Under the motto "HPC accelerates," the Supercomputing Conference (SC'25) will take place in St. Louis, USA, from November 16 to 21, 2025. This year, the world's leading event in the field of high-performance computing (HPC) expects more than 18,000 participants from research, industry, and government.

The focus will be on current developments, best practices, and future trends in algorithms, architectures, networks, cloud and distributed computing, data analysis, visualization, and storage. Other key areas include artificial intelligence (AI), system software, programming systems, and performance optimization. The DKRZ team will also contribute to the scientific program and will present current work and projects.

In the „ACM Gordon Bell Finalists Presentations“ session on November 18, 2025, the finalists for the prestigious Gordon Bell Prize will present their work, and the winners will be announced. Two of the nominated projects were developed with the participation of the German Climate Computing Center (DKRZ) and are based on new, particularly high-resolution configurations of the ICON climate model.
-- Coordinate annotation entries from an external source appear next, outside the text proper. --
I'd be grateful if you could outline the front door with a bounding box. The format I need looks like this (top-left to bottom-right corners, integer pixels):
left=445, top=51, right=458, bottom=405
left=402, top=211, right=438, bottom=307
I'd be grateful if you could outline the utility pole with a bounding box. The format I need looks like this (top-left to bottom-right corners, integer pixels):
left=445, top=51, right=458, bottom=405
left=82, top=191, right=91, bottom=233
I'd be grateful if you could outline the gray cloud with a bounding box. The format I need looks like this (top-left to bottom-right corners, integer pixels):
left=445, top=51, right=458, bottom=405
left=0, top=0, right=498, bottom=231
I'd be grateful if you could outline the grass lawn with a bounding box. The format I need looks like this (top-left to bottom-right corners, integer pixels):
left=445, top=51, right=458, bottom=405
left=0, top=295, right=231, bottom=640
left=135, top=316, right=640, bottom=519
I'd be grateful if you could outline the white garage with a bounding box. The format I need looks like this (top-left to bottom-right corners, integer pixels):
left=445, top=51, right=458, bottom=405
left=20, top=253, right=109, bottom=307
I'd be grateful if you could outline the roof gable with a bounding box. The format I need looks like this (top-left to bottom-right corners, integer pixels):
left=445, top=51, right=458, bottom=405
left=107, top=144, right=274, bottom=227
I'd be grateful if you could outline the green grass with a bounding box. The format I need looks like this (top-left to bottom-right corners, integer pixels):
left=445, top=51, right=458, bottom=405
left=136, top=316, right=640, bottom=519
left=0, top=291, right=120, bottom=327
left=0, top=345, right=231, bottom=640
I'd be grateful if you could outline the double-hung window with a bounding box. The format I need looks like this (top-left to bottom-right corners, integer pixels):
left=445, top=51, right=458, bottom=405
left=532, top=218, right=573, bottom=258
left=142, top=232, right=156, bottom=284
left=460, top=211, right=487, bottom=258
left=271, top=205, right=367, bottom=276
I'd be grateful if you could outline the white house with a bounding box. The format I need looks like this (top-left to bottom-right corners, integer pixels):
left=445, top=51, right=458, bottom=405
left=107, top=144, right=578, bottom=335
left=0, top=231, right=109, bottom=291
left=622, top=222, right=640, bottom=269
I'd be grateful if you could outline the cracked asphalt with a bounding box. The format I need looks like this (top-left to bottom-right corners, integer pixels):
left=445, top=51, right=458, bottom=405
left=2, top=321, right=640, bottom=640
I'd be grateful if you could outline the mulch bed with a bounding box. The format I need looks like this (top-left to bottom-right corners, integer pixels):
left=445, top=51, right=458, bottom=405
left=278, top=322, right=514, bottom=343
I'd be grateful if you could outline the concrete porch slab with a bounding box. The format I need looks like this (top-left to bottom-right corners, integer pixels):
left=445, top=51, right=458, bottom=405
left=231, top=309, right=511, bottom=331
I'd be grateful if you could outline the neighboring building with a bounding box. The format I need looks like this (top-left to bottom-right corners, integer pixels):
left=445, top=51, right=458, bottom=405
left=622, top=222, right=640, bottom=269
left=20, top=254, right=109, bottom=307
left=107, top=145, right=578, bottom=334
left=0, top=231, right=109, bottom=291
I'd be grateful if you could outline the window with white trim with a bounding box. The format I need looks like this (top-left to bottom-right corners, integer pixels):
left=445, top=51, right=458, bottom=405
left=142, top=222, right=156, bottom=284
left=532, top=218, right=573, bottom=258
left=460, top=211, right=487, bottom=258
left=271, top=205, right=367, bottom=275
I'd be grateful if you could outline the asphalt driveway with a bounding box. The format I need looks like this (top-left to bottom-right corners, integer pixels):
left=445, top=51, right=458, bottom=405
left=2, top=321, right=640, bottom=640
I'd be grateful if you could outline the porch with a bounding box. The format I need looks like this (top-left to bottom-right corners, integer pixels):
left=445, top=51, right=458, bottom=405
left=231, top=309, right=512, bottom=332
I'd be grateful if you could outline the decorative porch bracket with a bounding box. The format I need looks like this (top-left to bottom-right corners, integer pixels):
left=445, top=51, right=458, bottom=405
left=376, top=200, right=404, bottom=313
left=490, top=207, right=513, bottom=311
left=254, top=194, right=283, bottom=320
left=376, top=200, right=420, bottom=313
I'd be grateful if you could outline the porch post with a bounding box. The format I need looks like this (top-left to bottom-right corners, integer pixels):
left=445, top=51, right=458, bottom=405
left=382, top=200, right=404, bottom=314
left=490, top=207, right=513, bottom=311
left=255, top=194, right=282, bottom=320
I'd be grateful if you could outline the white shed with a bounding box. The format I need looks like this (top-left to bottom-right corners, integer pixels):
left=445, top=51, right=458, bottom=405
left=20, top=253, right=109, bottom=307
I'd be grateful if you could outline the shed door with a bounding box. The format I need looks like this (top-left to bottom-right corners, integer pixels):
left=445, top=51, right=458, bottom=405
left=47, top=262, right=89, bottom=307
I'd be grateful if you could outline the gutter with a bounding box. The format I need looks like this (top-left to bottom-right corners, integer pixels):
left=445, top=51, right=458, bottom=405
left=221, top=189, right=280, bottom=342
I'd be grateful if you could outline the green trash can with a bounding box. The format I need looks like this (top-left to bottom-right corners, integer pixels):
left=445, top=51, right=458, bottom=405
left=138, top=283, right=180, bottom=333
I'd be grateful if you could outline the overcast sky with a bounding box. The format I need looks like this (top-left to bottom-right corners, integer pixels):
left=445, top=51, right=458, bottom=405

These configurations make it possible to simulate climate change over decades with a resolution in the kilometer range on the world's most powerful supercomputers.

In the talk „Destination Earth: The Climate Change Adaptation Digital Twin“, a team of the DKRZ and the Max Planck Institute for Meteorology (MPI-M), presents a new ICON configuration that can simulate the entire Earth system, including the energy, water, and carbon cycles, with a resolution of one kilometer over several decades.

The second nominated talk, „Computing the Full Earth System at 1 km Resolution“, presents results from the European project Destination Earth with ICON, in which the DKRZ and the MPI-M are also involved. The project aims to develop digital twins of the Earth system that serve as a basis for climate change adaptation and make climate information directly usable.

Even a nomination for the $10,000 Gordon Bell Prize is considered a significant recognition of outstanding achievements in high-performance computing. The prize is awarded annually by the Association for Computing Machinery and, since 2023, has also included a category of "Climate Modeling" to honor innovations that advance our understanding of the climate system and climate change.

Also on November 18, Florian Ziemen from the DKRZ will speak as a member of a five-person panel on the topic of „Cyberinfrastructure for Petascale Earth System Data“. Because climate simulations generate enormous amounts of data, conventional storage and analysis methods are reaching their limits. The panel will address which new approaches—such as network-friendly datasets, resolution hierarchies, and machine learning—and software packages are needed to efficiently utilize the resulting massive datasets and enable their use outside of large data centers.